All of these lessons and conversations culminated in the final day, “Hike the Hill.” During this renowned event, credit union advocates speak with their state representatives on behalf of credit unions. I joined Vantage West leaders and others from our league, Mountain West Credit Union Association, to share the credit union difference and request our representatives’ partnership in the work we’re doing for our Members and communities – and the people of their districts.
Crash and COVID
During late February when we were in DC for Crash, COVID-19 still felt like a far-off reality that others were facing, but not us. As our entire nation felt this year, it’s astounding how quickly that shifted.
A couple days after we all got home to our credit unions, most of our credit unions were thrust into pandemic planning.
During this year where every business and person has faced new and stressful experiences and changes in many areas of life, I am deeply thankful for the #CrasherFam. During Crash, everyone said this group of fellow young professionals and emerging leaders would become the people we “grow up with” in the credit union movement and throughout our careers. I didn’t expect them to become a support network and collaborative group just days after returning home.
Throughout the pandemic, our group text message thread has remained active. We’ve shared ideas and resources weekly and sometimes daily with one another on topics including:
- Helping members feel special when you cannot see them in person (many of our credit unions started writing positive and encouraging notes on drive-thru envelopes and received enthusiastic feedback from members)

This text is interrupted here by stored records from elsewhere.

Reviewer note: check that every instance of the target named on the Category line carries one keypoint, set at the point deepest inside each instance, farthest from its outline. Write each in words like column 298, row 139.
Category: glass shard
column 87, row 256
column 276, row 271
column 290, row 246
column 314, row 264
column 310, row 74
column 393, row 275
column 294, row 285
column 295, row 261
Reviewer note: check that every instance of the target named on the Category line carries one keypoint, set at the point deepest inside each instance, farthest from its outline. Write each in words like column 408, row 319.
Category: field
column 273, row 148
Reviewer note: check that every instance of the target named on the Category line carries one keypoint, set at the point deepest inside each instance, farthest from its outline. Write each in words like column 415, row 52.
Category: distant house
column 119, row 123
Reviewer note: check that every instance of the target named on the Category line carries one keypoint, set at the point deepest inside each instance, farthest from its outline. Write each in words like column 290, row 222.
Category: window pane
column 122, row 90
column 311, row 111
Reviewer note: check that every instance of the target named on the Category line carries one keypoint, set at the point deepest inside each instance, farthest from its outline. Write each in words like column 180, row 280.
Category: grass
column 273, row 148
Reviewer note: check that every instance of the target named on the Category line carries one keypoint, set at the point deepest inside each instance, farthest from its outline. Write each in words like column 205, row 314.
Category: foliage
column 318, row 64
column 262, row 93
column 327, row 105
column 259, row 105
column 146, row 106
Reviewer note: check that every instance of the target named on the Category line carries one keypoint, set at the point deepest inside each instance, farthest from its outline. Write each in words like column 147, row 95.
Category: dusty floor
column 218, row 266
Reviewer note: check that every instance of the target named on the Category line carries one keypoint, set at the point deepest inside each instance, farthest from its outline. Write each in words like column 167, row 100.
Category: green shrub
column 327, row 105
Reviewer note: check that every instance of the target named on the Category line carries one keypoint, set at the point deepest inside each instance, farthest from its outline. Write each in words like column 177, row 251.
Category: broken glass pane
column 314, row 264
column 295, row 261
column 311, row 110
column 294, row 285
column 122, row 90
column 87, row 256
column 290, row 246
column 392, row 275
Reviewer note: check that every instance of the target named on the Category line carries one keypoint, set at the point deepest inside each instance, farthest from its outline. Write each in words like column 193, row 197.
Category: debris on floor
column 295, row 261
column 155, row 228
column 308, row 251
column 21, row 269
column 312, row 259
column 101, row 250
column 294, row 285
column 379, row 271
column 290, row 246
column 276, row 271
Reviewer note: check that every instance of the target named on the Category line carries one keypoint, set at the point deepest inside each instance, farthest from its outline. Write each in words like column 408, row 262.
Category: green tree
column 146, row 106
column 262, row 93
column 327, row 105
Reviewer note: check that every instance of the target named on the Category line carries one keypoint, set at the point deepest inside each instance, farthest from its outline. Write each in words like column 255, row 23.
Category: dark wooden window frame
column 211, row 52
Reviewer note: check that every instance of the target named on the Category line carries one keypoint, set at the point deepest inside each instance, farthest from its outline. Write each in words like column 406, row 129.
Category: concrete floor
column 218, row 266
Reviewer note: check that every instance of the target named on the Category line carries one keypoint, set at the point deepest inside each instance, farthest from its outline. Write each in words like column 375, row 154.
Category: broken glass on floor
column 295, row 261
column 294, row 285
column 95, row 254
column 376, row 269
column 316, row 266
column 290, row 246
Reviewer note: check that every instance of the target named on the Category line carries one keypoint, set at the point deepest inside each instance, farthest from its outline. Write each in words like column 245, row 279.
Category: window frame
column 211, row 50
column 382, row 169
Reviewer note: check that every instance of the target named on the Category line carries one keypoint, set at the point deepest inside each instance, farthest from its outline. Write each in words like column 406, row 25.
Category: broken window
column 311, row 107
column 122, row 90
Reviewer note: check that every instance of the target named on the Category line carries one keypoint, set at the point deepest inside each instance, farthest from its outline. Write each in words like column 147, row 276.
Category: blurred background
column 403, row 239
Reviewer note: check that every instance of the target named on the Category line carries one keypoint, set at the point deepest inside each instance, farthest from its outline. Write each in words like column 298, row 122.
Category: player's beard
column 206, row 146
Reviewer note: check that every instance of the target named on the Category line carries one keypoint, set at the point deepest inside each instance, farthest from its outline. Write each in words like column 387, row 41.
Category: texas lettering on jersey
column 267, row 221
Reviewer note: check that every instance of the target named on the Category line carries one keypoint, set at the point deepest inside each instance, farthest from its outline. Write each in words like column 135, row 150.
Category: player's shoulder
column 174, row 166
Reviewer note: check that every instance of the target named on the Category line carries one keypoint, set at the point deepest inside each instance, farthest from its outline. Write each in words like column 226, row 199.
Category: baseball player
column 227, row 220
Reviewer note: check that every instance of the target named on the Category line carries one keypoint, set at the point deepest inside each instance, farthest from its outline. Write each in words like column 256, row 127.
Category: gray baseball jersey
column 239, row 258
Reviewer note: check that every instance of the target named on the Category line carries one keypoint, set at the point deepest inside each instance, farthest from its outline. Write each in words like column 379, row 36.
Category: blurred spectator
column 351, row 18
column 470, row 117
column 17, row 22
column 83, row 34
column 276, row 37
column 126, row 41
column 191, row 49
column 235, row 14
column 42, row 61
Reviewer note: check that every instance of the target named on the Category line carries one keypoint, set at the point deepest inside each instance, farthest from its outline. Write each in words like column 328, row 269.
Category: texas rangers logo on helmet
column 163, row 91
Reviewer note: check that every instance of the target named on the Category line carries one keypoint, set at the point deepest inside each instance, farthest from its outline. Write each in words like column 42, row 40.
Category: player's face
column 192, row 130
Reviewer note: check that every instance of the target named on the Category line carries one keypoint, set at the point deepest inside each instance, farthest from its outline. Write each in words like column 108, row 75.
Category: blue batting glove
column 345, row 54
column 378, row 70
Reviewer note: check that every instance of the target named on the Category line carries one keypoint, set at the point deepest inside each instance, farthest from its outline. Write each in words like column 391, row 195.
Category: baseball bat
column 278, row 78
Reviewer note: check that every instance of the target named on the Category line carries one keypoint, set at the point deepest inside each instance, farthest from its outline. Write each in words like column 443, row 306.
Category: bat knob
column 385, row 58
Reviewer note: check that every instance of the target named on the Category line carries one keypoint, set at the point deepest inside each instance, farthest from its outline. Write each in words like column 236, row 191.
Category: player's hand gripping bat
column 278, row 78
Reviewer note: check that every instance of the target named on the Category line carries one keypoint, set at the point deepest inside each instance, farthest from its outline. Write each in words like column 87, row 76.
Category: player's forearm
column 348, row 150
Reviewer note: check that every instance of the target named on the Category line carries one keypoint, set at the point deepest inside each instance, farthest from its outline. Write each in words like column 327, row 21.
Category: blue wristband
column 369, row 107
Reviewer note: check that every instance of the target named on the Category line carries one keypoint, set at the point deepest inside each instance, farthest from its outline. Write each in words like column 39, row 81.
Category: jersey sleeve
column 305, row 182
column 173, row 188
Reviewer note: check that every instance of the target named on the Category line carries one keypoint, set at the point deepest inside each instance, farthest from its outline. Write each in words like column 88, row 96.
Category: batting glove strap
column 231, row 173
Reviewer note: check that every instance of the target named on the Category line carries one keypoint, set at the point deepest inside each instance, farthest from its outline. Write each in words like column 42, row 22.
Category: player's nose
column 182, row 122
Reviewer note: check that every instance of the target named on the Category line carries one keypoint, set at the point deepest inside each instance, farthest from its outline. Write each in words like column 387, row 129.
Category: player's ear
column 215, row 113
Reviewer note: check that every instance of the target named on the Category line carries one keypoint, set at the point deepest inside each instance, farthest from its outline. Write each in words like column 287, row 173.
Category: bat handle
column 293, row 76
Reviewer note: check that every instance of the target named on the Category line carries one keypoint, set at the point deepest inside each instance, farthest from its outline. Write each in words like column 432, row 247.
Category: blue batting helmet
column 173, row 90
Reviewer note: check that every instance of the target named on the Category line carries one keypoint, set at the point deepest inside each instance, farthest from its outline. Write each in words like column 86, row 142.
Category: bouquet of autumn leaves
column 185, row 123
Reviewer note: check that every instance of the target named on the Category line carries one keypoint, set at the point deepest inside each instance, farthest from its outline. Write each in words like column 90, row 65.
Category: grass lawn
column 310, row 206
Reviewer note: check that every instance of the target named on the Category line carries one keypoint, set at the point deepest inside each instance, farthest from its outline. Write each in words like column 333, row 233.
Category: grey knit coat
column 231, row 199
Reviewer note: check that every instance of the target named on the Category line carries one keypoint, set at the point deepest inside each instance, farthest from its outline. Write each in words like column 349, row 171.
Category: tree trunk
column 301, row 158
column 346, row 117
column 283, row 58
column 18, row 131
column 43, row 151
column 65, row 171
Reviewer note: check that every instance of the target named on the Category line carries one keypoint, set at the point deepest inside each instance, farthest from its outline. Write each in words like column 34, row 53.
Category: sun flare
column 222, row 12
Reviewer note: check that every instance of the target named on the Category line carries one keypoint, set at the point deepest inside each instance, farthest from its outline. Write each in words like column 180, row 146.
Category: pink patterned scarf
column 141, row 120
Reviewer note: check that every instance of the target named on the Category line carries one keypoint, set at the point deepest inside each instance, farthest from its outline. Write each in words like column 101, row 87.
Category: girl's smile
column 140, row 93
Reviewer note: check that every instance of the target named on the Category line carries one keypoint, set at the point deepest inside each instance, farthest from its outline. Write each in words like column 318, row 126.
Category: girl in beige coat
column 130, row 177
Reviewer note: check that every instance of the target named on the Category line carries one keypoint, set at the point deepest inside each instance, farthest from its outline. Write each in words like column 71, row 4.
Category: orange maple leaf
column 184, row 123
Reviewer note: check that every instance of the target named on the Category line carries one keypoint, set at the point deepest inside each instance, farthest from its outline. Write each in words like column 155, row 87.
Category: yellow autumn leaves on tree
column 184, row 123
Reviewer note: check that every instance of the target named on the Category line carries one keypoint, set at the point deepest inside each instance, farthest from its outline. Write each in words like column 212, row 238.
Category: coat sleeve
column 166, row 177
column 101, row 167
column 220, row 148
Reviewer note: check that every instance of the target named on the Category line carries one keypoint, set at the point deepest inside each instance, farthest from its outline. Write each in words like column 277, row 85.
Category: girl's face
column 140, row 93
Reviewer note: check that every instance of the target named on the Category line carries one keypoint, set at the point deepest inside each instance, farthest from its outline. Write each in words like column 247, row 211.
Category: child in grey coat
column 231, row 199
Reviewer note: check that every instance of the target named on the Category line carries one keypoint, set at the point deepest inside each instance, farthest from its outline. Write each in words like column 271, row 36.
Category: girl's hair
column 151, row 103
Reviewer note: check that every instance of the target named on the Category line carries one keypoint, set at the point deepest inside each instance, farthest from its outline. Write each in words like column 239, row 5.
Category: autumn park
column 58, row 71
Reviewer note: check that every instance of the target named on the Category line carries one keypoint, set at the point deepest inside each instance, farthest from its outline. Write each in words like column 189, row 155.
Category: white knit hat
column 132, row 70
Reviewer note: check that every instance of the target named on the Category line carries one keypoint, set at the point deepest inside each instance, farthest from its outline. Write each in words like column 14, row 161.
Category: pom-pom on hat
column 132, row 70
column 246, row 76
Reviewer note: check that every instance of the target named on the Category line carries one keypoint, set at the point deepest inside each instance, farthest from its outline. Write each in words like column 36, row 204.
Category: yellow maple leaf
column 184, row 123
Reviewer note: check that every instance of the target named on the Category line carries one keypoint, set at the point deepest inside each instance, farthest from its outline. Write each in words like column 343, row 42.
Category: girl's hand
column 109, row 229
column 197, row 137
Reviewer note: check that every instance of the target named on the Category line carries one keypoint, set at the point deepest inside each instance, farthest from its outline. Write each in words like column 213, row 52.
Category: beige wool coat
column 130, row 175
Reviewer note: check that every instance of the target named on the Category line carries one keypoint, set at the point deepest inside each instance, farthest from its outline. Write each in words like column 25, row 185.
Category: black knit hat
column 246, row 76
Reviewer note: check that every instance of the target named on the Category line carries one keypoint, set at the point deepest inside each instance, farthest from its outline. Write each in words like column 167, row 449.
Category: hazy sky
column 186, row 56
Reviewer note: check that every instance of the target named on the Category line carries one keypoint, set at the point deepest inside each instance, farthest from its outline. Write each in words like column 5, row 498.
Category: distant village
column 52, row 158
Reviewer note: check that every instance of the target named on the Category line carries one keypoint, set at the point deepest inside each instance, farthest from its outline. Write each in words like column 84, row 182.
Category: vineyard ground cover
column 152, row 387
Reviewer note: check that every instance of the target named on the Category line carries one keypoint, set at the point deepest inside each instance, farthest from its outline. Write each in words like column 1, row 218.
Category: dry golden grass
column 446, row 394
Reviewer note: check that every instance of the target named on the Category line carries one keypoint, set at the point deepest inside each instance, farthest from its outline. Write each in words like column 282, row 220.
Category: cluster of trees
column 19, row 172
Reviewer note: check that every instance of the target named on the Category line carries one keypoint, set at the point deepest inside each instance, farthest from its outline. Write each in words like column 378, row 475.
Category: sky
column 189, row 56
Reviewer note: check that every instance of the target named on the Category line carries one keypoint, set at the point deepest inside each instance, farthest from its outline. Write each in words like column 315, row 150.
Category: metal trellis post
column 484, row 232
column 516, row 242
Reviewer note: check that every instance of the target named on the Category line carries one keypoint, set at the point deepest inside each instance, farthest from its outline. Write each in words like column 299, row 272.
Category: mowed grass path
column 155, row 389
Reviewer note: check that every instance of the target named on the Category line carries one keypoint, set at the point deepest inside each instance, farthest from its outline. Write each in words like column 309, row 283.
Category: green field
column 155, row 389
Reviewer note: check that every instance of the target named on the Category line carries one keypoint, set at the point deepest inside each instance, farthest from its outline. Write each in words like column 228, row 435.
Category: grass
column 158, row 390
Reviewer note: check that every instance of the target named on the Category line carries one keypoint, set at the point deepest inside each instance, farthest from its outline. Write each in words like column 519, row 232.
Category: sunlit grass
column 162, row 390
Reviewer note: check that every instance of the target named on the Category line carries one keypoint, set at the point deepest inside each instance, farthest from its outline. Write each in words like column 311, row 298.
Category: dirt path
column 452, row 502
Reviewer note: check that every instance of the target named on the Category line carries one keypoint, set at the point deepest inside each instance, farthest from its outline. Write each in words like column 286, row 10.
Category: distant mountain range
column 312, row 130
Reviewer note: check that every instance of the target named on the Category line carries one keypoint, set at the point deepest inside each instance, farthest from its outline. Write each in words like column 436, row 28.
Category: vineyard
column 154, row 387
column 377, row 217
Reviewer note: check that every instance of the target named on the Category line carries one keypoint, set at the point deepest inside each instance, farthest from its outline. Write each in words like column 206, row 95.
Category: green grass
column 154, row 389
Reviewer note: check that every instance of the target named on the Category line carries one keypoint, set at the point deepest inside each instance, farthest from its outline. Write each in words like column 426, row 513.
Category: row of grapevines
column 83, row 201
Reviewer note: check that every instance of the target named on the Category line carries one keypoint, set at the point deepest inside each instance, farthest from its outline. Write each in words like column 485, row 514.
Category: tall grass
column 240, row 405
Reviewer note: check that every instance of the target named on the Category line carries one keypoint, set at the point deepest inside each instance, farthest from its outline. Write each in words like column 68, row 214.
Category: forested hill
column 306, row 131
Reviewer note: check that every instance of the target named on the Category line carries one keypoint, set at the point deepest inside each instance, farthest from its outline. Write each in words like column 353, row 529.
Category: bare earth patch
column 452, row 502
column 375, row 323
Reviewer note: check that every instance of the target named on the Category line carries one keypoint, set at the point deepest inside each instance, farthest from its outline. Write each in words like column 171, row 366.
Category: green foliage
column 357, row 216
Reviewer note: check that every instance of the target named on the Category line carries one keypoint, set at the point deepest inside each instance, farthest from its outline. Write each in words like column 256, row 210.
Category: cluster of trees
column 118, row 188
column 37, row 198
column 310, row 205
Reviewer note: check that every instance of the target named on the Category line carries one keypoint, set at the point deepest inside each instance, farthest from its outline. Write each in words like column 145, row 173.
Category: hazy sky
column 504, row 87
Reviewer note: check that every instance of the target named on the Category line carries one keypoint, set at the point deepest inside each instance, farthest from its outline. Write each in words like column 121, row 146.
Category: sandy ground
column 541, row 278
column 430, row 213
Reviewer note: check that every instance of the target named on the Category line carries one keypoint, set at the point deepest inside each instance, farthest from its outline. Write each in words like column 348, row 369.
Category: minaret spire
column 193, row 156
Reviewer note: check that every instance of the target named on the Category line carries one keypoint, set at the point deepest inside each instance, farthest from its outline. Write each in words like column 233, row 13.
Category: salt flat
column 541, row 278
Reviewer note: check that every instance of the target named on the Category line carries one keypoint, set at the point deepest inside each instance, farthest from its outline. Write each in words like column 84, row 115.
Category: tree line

- Processing and managing SBA PPP loan applications
- Ideas to streamline credit union scholarship application processes
- DEI communication approaches, public statements and internal employee groups
- Phases and plans for reopening branches and safely returning to offices
- Credit union young professional webinars and other learning opportunities
Filene Research Institute created the COVID-19 Resource Hub for all credit unions, based on topics we were seeking via our group chat.
I cannot imagine going through this pandemic and this year without the #CrasherFam I gained from Crash the GAC 2020. To have a group of more than 60 people I can reach out to with questions on anything, and can also offer solutions and recommendations based on my expertise, is a remarkable gift that benefits each of our individual credit unions, our professional and personal lives, and our movement as a whole — ultimately positively impacting our members, which is what it’s all about.
Wrapping It Up
You can’t really leave Crash without believing in the credit union mission, or the #CUDifference – and I never would want to. Credit unions were birthed out of the desire and need to serve the underserved. Credit unions unite across geographical borders to do one thing: Help people. There are countless ways we each get to do that, and every single person who works at a credit union has the unique opportunity to make their members’ and colleagues’ lives betterthrough their job.
I’m on a mission to share that profound privilege and responsibility with fellow credit union professionals, and to evangelize the benefits of credit unions to the people I know.
Like many conference attendees, I went to Crash the GAC to get information. But I left with a family. That’s the power of Crash, and that’s the power of credit unions.